§ 51. Captain Sir WILLIAM BRASS
asked the Minister of Transport the number of applications that his Department has received for local speed limits since 703 the Road Traffic Act of 1930 came into force; how many of these have been granted and for what speeds; how many have been refused and on what grounds the refusals were made; and whether any are still under consideration?
§ The PARLIAMENTARY SECRETARY to the MINISTRY of TRANSPORT (Lieut.-Colonel Headlam)

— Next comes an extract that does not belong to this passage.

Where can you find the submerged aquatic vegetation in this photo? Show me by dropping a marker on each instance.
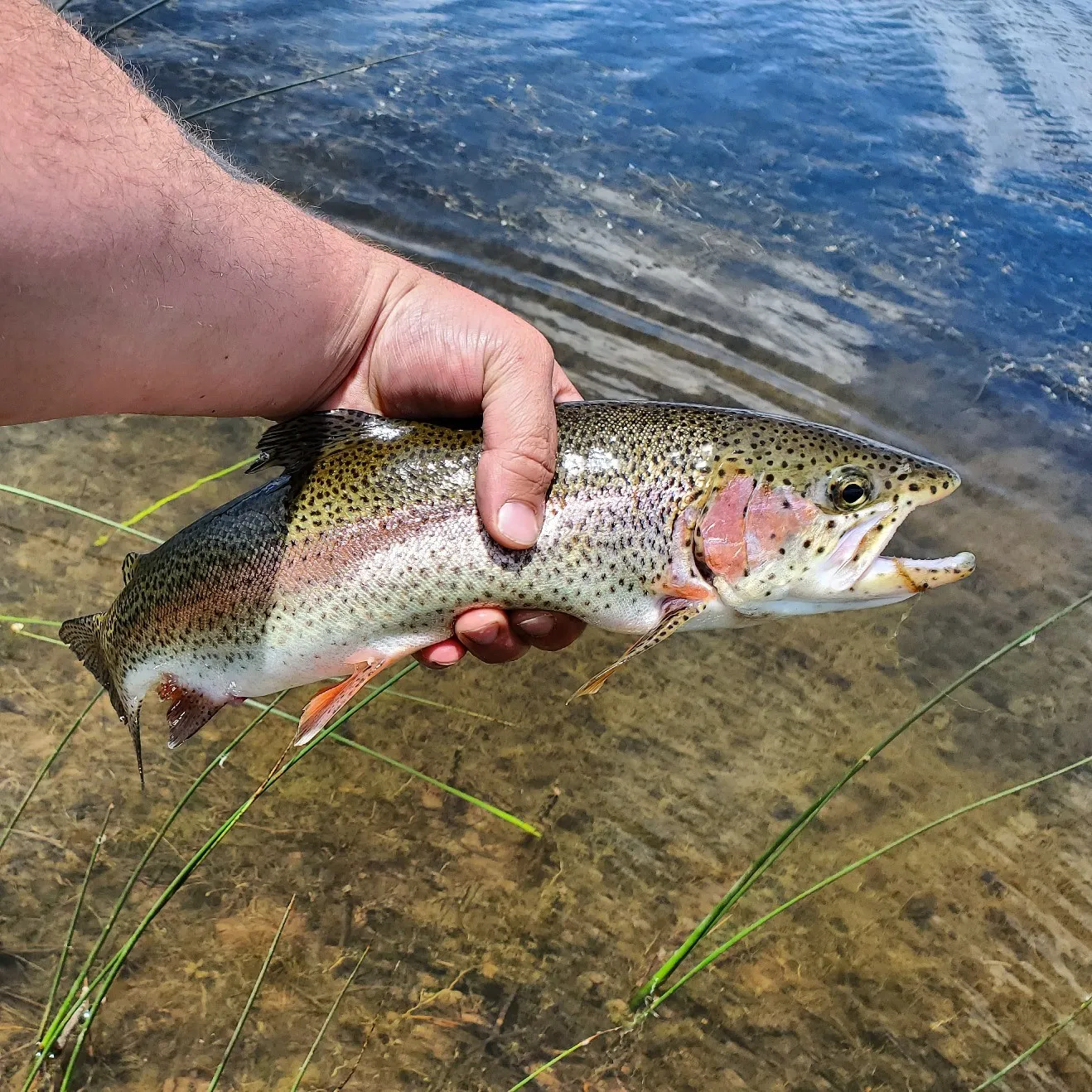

Eleven applications have been made by local authorities for speed limits since the Road Traffic Act, 1930, came into force. One for 30 miles an hour has been approved; of two for 15 miles an hour one was granted and the other refused; of seven for 10 miles an hour, two were granted, four refused, and one is under consideration; and one for 4 miles an hour (through the Abbey Gateway at Malvern) was granted. The circumstances were fully investigated and public inquiries held where thought necessary. The grounds for refusal were either that the restriction applied for was not justified or did not appear to be likely to have the effect which the authority desired.
§ Sir W. BRASS
In view of the small number of applications for these local speed limits, can my hon. and gallant Friend say whether the Minister of Transport communicated with the local authorities before bringing in the general speed limit for built-up areas in his Bill?
§ Lieut.-Colonel HEADLAM
I do not think that is a question which really arises, and we shall certainly be able to discuss the speed limit in all its aspects during the Committee stage of the Bill.
§ Sir W. BRASS
But cannot my hon. and gallant Friend tell the House whether he did consult the local authorities at all about it?